Kisah ini dimulai ribuan tahun lalu. Berdasarkan asumsi geografis dan mitos masyarakat setempat, wilayah Cikijing diperkirakan terbentuk bersamaan dengan lahirnya Gunung Gegerhalang.

Sekitar 7.000 tahun yang lalu, sebuah letusan dahsyat meluluhlantakkan Gegerhalang dan melahirkan Gunung Ciremai yang kita kenal sekarang.

Dari sisa-sisa aktivitas vulkanik ini, terbentuklah sebuah cekungan raksasa di ketinggian 600-650 mdpl.

Dengan luas mencapai 29,07 km^2, danau ini dikelilingi oleh benteng alam berupa deretan gunung dan bukit seperti Gunung Ciremai di utara, Gunung Gijalangu di selatan, hingga Gunung Pagentaran dan Gunung Soang di sisi timur.

Pada tahun 929 M, sejarah mencatat kedatangan Sanghiyang Rongkob dari Kerajaan Medang (Mataram Kuno).

Beliau membuka wilayah yang disebut Alas Talaga di sisi selatan Gunung Ciremai. Di tepian danau yang subur inilah, sebuah peradaban mulai bersemi:

 – Penyebaran ajaran Hindu yang damai.
 – Berdirinya Nagari Padabenghar.
 – Masyarakat mulai bercocok tanam Jawawut (sejenis gandum) yang tumbuh subur berkat limpahan air danau.

Namun, keindahan Jaladara Madiya Buwana tidak abadi.
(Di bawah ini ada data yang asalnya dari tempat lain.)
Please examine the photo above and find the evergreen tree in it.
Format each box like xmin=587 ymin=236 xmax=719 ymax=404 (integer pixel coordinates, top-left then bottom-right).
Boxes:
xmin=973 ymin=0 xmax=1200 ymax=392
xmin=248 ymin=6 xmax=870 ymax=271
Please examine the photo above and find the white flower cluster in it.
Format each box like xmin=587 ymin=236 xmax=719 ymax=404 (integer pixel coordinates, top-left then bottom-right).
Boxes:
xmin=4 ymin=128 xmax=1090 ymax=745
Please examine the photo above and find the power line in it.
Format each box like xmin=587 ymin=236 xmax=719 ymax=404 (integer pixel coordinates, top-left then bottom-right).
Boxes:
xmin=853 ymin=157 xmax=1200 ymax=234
Pada tahun 1129 M, sebuah gempa bumi dahsyat mengguncang wilayah tersebut.

Tanggul alam yang menahan air danau jebol, menyebabkan danau purba ini mengering dalam waktu singkat.

Air yang tumpah dari cekungan tersebut kemudian membentuk aliran sungai baru yang kini kita kenal sebagai Sungai Cilutung. Danau yang megah pun sirna, menyisakan daratan luas yang subur.

Kini, bekas dasar danau purba tersebut telah berubah menjadi lahan pertanian yang produktif. Masyarakat setempat menanaminya dengan padi, dan wilayah ini bertransformasi menjadi daerah yang kini dikenal sebagai Sawahlega atau Tegal.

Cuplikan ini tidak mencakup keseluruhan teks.